Earlier in the day, solicitor Mark Lewis said that when journalists talk about press freedom, “it’s not freedom of the press they want, it’s freedom to do what they like.”

Lewis, who represents the Dowler family and was recently revealed as having been under surveillance by a private investigator hired by the News of the World, spoke out against statutory regulation of the press. He said that self-regulation “should be what journalists do and newspapers do themselves, not the PCC.”

He also warned of a “reverse chilling effect” if people cannot afford legal fees to bring a claim forward to stop certain information about them being printed.

Voicing his support for libel reform, Lewis advocated a cheaper and more accessible system in which it would be possible for libel or privacy cases to heard in county courts and not just the high court.

“Libel is something for the very rich,” he said, arguing against merely abolishing conditional fee agreements — in which fees are only payable in the case of a favourable results — would lead to people not being able to bring cases forward.

Also giving evidence today was journalist Tom Rowland, who argued that defamation lawyers acted as a “quality control mechanism”. He added that it was “wrong” to say that “having lawyers at your elbow inhibits press freedom”.

Sheryl Gascoigne, ex-wife of footballer Paul Gascoigne, also called for improved journalistic standards.
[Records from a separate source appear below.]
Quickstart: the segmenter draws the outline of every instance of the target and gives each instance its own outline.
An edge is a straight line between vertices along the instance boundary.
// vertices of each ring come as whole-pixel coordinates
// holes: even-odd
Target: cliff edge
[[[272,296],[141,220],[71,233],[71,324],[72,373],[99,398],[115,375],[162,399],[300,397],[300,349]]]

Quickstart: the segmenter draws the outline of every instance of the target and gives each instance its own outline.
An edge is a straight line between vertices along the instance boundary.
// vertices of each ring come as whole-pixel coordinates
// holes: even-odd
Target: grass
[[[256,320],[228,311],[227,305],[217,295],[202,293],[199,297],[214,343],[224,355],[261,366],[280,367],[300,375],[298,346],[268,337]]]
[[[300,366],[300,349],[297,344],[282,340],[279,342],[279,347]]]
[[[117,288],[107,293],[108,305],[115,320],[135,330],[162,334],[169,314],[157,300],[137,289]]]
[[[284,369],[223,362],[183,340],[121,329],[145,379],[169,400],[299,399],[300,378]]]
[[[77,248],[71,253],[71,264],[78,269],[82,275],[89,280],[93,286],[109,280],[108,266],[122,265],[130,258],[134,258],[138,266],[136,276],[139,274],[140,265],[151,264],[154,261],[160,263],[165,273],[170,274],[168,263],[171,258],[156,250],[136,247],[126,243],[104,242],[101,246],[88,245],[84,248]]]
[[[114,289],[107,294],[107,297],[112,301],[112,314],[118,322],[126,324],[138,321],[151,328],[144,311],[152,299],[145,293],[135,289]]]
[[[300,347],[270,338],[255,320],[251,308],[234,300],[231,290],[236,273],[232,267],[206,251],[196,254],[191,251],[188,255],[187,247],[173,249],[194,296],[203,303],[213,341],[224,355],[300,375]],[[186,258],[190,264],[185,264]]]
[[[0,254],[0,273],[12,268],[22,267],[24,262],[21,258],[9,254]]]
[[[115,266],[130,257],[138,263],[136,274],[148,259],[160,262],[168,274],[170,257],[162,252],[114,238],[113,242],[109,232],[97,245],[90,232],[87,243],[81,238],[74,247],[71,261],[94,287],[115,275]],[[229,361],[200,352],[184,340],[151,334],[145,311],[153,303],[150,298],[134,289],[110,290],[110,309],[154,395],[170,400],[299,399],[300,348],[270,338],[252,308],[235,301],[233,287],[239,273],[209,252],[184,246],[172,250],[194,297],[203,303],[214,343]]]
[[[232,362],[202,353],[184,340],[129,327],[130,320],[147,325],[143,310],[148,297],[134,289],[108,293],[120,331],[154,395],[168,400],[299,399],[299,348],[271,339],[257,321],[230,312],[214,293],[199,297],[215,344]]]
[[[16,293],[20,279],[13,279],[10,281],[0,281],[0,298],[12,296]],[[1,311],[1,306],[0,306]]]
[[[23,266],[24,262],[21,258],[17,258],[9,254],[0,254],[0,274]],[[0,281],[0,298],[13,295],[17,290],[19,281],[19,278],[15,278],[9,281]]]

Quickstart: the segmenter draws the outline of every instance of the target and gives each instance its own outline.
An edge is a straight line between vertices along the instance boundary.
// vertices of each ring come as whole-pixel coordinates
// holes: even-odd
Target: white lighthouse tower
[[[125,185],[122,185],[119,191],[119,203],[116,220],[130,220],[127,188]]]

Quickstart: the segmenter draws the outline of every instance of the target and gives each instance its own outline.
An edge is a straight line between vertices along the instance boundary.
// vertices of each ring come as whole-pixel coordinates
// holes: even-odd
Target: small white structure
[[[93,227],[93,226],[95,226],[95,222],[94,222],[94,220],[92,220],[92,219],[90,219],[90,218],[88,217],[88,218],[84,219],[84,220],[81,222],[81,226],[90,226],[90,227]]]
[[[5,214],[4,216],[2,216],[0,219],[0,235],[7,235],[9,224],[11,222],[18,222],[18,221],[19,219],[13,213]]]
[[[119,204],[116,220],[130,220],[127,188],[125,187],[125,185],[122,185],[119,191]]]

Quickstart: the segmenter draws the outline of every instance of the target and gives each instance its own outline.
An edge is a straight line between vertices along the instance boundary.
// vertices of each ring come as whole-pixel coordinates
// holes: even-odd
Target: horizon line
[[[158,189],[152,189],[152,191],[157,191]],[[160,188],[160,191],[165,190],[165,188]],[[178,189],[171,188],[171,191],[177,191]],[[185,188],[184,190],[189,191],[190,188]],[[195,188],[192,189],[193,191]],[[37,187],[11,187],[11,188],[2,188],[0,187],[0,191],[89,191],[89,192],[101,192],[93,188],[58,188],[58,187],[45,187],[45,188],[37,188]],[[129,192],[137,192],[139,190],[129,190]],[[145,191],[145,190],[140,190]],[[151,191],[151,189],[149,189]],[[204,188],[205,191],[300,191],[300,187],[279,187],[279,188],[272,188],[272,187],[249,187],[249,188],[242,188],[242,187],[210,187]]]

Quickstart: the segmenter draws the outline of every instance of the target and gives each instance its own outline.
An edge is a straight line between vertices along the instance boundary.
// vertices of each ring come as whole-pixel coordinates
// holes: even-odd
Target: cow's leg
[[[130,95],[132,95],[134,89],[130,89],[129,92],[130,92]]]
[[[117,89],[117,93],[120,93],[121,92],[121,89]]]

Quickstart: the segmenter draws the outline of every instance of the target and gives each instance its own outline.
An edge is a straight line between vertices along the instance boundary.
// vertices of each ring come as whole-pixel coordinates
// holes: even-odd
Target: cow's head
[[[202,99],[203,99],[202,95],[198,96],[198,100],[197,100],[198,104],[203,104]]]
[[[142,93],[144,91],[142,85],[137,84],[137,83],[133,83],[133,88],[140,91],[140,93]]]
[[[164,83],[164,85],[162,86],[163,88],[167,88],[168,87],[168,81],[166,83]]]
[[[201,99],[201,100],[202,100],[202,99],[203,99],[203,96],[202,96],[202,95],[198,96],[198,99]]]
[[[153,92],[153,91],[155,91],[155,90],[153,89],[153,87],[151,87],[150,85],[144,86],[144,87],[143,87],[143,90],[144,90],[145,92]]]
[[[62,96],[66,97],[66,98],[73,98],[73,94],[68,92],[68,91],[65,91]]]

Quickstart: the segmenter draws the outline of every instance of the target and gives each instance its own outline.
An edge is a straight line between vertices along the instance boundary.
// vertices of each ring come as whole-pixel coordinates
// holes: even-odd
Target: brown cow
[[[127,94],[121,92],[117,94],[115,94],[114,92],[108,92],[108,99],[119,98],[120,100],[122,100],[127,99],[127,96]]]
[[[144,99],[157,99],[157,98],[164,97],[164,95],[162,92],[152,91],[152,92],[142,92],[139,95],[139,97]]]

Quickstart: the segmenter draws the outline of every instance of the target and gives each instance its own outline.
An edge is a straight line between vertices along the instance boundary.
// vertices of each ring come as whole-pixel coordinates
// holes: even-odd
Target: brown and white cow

While conceding media attention “comes with the territory” of being married to a celebrity, Gascoigne took issue with inaccurate reporting. “If you’re going to print anything about me, just make sure it’s factual,” she said.

She added, “the onus is on you as the victim to prove your innocence, not the journalist to prove what he has printed is true.”

She gave a detailed account of her experience of press intrusion, noting that papparazzi had camped outside her home, and that one photographer followed her as she drove to a police station to try to escape from him. Heavily pregnant at the time, Gascoigne was told by the police that they were not able to take action unless the photographer had touched her.

The Inquiry continues tomorrow, with anonymous evidence to be heard first from “HJK”, for which the court will be closed to press and public. Sienna Miller, JK Rowling, Max Mosley and Mark Thomson will follow.